Erebidae » Arctiinae
This is a wonderfully bright coloured day-flying moth which I came across on a walk along my local canal. It is quite an unmistakable species with creamy-white and yellowish spots on a black iridescent forewing. The hindwings are reddish with black spots, but other rare forms have yellow hindwings. The forewing pattern is variable. Wingspan 45 to 55mm. Similar to the Cream-spot Tiger (Arctia villica).

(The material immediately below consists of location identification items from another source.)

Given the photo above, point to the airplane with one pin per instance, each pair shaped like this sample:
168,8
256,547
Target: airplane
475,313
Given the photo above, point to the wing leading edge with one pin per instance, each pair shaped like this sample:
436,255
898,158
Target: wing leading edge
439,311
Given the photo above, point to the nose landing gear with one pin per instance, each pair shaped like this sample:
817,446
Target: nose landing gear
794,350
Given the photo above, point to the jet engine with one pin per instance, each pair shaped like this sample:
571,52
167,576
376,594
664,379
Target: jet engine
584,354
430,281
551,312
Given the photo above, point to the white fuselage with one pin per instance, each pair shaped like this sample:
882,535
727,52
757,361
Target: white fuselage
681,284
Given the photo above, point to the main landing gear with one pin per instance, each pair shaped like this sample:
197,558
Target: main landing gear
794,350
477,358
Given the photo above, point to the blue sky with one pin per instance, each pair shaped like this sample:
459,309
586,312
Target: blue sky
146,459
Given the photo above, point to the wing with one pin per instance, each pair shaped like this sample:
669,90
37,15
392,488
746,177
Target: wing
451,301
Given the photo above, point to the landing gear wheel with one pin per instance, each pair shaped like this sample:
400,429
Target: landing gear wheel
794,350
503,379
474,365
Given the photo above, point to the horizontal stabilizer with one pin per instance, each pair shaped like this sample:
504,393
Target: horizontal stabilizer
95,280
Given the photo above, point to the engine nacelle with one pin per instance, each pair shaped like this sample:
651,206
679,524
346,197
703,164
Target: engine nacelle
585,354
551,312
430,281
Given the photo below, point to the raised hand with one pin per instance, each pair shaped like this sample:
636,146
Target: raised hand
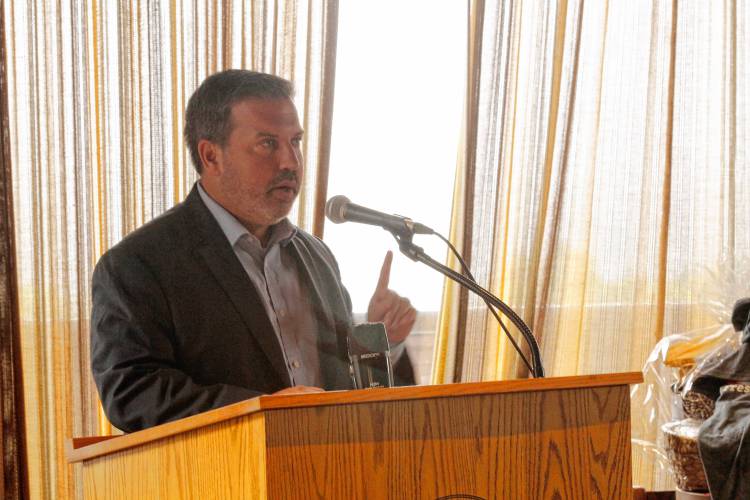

The adult flies June to July. Found in damp places such a fens, marshes, around pools, river banks, and on cliffs near the sea. A locally common species in southern and central England and southern Wales.
I found this distinctive caterpillar feeding on Common Comfrey (Symphytum officinale) on a walk along a local woodland margin. This is quite a bright and colourful caterpillar with a black body, and with a wide creamy-yellow stripe running along the centre of its back and down either side of its body. It is 35mm long, covered in spiny tufts of short hair, and the head is shiny black.
The Scarlet Tiger overwinters as a larva, and can be seen quite openly feeding by day mainly in early spring in bright sunshine. It feeds on a wide range of herbaceous plants, including Common Nettle, Bramble and especially associated with Common Comfrey (Symphytum officinale).
Adult photographs taken in July 2013, on local canal, and larva in May 2012, on a local woodland margin, Staffordshire, England.